| I’d take this bet. > With this offer, you can tune your algorithm to my data. One can generate a 1GB file or 10GB file. It is highly likely that there is some form of a repeatable pattern in there to shave off 50-100 bytes by sliding window search. Then the decompressor is essentially - at this index, expand this pattern. The compressed file excludes the range of pattern. One may not always get such a pattern, but on multiple tries it’s very feasible. Payout just needs one win in 50 tries. You could generate a 100GB file. The bigger the file the higher the chance of repeating pattern. The challenge is won if compressed_file + decompressor is less one byte than original file. One could have a self executing decompressor to save some file overhead bytes. |
One argument: if your method worked, then we could compress nearly any file.

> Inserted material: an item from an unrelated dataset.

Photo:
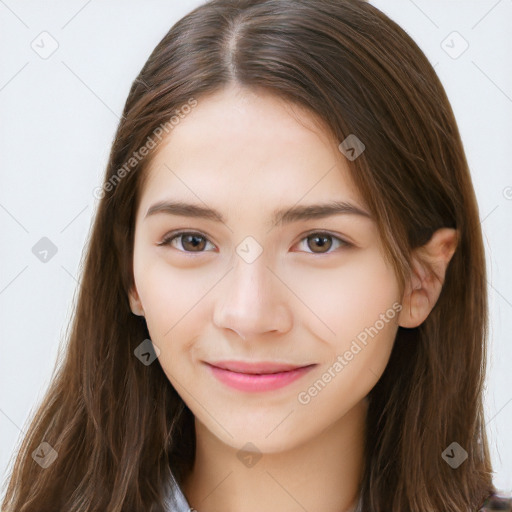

This violates the pigeonhole principle.
Another example: for a 4GB file you’d need roughly a 4 byte integer to specify where the repeat started and where the second was, for 8 bytes. Then you need a length byte. Now you need a repeated 10+ bytes sequence to make this compress anything. There are 256^10=2^80 possible such 10 bytes sequence sequences, and only ~2^32 of them in a 4 gb file. So the odds of a repeated are around 1 in 2^50.
Tweak methods and estimate as you wish. It fails.